We were only staying for a pint, but that plan was quickly derailed when the bartender came over with shots of whiskey for everyone, including himself.  He had overheard someone wish me a happy birthday and rushed over right away with a full tray.  I’m never one to turn down a gift so we all threw them back and ordered another pint.  By this time a few fashionably late friends showed up for their first draught, and that’s where trouble kicks in.  The person midway through a drink is often bamboozled into ordering “just one more” by the latecomers who are just getting started; we’ve all fallen for it.  Not that there’s anything wrong with that, trouble is far from a bad thing.  It means you’re going to have one of those nights that will come up later in life when you get together with your cronies and reminisce about how amazing that night was.

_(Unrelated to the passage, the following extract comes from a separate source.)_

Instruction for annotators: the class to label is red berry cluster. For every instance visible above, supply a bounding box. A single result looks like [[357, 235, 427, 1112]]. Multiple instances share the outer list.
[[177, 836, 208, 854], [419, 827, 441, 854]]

After 3 or 4 pints we had lost a few more people who had other commitments (which I’m sure they showed up for, drunk) and it was time to move on to the next part of the evening.  A few guys had a party to go to on Laval Street and they invited the rest of us to join later.  I was starving by this point and I needed some food immediately.  Three of us went to an Asian run, Italian restaurant on St. Denis.  The food was awful but I ate it anyway.  My rule is never to go out on an empty stomach.  A steak would have been better, but like sediment, I settled.  I had no choice.

After dinner, we crashed the party on Laval Street for a drink before continuing on to the next stop of the evening, the Gogo Lounge.  This funky little lounge/dance bar has been around since I can remember.  It has been modernized (good-bye record menus, hello giant plastic fruit hanging from the ceiling) but it still retains some of the nostalgic charm from earlier days.  We ordered some of the more questionable drinks (white crème de menthe, gross) and stayed out until 3am.  The crowd was great, except for one guy who tried to pimp off one of his “girls” onto a friend of mine.  The guy was bad news in a small package; four foot seven and 30 pounds soaking wet (that included the gigantic Gucci belt buckle he was proudly showing off).  Though it wasn’t much of a challenge, I stared him down and he scampered away with his hos in tow and that was our cue to leave.  We knew the evening wouldn’t get better than that.

After a few minutes at coat check, we wrangled up our jackets and made our way to the door.   We walked out of the bar onto St. Laurent, into the cool night air and another night of “just one pint” had come to an end.  After a quick poutine with my friends, I bid them good night before hopping into a cab and making my way home.